*. It’s advertised as coming “from the mind of Edgar Allan Poe,” which says less than the title credit, which has it “based on a story by Edgar Allan Poe.” In fact it’s more like one of those cases where a movie is “inspired by” an event or work of fiction. It owes almost nothing to Poe’s 1845 story “The System of Doctor Tarr and Professor Fether” aside from the conceit of lunatics taking over and running an asylum.
*. That’s a concept that has been recycled a few times on film (The Mansion of Madness, Don’t Look in the Basement) but never (at least in my experience) all that faithfully. I’m not sure if there’s enough matter to it, especially when the audience can be expected to already know the set-up.
*. Stonehearst Asylum does try its best to make the story fresh.

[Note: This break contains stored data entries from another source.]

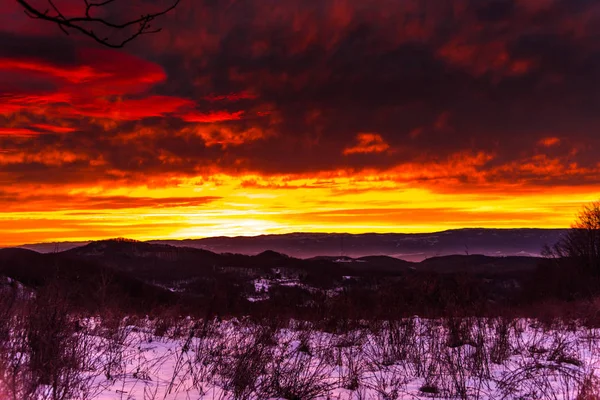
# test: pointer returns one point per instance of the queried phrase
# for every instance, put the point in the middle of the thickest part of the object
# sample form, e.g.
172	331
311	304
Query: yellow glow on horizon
250	205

The reveal that the patients have taken over occurs before the halfway point, so you know there has to be some new angle to make it work. Or two new angles, as it turns out.

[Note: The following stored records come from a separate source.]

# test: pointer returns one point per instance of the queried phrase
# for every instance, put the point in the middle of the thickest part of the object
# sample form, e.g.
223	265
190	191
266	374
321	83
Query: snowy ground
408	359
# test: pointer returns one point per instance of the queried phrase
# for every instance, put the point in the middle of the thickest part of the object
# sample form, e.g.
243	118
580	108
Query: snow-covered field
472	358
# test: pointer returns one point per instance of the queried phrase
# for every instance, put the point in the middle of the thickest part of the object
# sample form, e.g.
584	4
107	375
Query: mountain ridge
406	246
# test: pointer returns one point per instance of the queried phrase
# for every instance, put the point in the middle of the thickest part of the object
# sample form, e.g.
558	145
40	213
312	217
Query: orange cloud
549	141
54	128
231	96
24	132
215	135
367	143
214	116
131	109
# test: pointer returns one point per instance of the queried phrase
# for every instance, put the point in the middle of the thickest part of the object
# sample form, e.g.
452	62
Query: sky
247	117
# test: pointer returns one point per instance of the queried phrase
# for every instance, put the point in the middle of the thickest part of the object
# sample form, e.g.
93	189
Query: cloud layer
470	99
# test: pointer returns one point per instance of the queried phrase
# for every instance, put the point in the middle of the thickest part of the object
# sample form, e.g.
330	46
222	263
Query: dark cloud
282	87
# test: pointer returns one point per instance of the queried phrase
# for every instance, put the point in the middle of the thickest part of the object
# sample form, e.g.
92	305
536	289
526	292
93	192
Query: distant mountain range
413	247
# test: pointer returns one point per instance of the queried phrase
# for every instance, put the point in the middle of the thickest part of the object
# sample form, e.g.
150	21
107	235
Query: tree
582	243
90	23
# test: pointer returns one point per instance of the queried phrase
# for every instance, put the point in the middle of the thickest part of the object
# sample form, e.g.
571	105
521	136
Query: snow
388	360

*. The second of these has to do with a new twist they’ve added. I won’t give this away, as it comes quite late and I think it’s pretty good. Really far-fetched, but by that point I didn’t care.

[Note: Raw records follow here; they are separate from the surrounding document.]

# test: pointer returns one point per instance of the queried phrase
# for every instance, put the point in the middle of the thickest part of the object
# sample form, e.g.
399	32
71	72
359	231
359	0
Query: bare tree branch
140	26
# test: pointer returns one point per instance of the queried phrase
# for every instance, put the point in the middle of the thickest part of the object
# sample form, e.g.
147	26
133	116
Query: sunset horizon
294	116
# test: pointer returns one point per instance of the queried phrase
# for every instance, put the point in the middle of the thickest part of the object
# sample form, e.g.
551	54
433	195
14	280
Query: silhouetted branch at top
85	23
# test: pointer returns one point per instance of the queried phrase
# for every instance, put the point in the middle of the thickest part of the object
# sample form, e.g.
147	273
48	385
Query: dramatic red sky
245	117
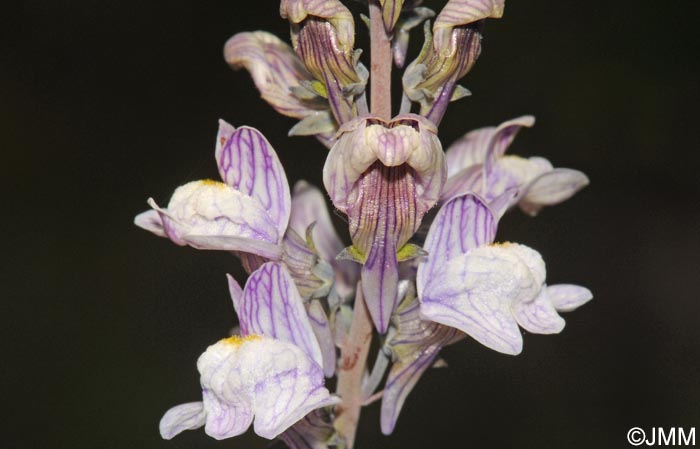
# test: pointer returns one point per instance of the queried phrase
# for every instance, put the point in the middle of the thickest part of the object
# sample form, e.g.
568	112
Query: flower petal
475	293
150	221
248	163
182	417
271	379
469	150
568	297
276	70
324	336
462	224
552	188
391	9
539	316
271	306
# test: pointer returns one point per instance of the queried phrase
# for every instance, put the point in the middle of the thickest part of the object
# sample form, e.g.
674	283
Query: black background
104	103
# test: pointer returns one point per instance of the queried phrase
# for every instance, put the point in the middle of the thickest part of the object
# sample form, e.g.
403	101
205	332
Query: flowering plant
311	305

*. The other new angle is the way the “real” authorities are presented, from our contemporary point of view, as sadistic morons, while the crazies are erratic but essentially good-natured and enlightened, at least until triggered or provoked. In as backward a world as nineteenth-century England, medicine was the real horror and crazy people were sane. Or at least they know there’s nothing wrong with masturbation. This alone lets us know they’re with us.
*. That’s a simplistic point to be sure, but it does provide a new entry point into the old story.
*. The casting of the representatives of these two respective positions doesn’t surprise. Michael Caine had already played an authoritarian in charge of an asylum in Quills, while Ben Kingsley had been an odd doctor we were never sure about in Shutter Island.
*. They got some good talent on board for this one, though I don’t think Kingsley, and especially Caine, are particularly exercised by their roles. I would say the same for David Thewlis and Brendan Gleeson. You’d think Kate Beckinsale, whose Eliza Graves was originally going to give the film its name, would have more to work with, but at the end of the day the movie doesn’t seem that interested in her. When she transforms into Underworld‘s Selene at the end it’s all a bit much, as though they just threw their hands in the air not knowing what to do.
*. Well, it’s not a terrible movie. It’s just not very good either. That’s all the faint praise I can muster.